キミが欲しい、とキスが言う
玄関ベルが鳴って、私の思考は中断させられた。
時計を見れば十六時半。誰だろう、浅黄が帰ってくるには少し早いけれど。
ドアスコープから覗くと、見えるのは馬場くんの姿だ。
「馬場くん? あれ、浅黄に幸太くんも」
扉を開けてみると、彼の腰回りに浅黄と幸太くんがひっついている。そして馬場くん自身は、たくさんのアジが入った袋を掲げて私に見せた。
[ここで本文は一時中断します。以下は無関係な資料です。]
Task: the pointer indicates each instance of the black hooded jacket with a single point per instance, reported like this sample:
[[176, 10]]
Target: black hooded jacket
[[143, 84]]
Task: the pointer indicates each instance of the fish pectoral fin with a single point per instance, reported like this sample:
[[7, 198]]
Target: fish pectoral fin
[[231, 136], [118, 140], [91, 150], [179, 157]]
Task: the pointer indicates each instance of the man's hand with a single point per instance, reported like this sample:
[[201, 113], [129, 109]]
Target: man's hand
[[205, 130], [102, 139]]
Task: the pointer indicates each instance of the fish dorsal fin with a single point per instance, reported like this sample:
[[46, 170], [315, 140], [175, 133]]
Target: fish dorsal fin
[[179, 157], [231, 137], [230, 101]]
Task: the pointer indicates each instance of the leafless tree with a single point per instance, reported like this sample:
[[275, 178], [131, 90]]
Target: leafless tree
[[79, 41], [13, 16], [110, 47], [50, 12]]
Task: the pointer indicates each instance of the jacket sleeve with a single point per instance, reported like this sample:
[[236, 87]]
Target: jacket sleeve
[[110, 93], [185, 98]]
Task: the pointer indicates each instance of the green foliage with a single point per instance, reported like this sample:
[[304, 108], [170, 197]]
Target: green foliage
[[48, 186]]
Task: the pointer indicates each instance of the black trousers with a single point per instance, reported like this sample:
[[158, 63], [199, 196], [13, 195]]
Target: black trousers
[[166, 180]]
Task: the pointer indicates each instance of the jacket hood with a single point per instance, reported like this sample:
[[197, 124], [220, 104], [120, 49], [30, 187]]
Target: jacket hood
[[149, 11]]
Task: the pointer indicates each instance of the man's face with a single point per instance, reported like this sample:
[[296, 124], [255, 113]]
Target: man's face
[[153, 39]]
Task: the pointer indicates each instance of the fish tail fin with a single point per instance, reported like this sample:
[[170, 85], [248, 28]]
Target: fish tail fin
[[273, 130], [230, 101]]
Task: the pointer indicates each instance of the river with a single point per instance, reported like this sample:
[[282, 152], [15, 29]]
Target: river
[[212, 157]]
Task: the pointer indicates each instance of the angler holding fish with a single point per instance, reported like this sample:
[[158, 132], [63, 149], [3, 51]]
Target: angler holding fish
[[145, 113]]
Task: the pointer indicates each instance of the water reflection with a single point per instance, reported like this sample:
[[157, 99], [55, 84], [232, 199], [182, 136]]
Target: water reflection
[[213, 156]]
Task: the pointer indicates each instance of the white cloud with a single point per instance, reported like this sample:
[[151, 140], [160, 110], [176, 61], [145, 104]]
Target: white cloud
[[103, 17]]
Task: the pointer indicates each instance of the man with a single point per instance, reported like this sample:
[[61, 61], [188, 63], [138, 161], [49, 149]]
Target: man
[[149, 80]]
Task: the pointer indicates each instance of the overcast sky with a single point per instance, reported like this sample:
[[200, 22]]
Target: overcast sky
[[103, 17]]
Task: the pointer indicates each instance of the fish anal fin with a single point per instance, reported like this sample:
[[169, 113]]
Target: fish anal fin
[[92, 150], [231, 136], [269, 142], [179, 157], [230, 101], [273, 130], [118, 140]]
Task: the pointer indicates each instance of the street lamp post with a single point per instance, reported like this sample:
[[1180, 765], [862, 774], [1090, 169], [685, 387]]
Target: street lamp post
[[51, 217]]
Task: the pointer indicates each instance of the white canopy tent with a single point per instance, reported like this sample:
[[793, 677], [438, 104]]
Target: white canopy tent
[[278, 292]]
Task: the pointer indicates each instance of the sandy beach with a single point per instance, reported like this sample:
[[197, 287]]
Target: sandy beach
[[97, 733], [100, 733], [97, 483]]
「魚屋で安かったから買ってきたんだけど。刺身にしようかなと思って」
「うん」
「多いから、一緒に食いません?」
「……さばくの?」
「当たり前。俺の職業忘れてないですか?」
それはありがたいお誘いだけど、なんで子供二人を従えているのだろう。
「こいつらは、近くの公園で遊んでいるところを見かけて、今から魚さばくって言ったらついてきた」
「見たい見たい!」
「……って、幸太が言うから」
キラキラした瞳で馬場くんを見上げる幸太くんを見て、浅黄が説明をしてくれる。
なるほど、それでこのメンツでうちに来たのね?
「幸太の家にも持たせてやりたいんだけど、茜さんちでさばいてもいい?」
そう聞かれたら、NOとは言えないだろう。
「どうぞ」
扉を大きく開いて招き入れると、「浅黄んち、久しぶりー」と幸太くんが無邪気に笑いながら入ってくる。一呼吸おいて、馬場くんが私に魚の入った袋を差し出した。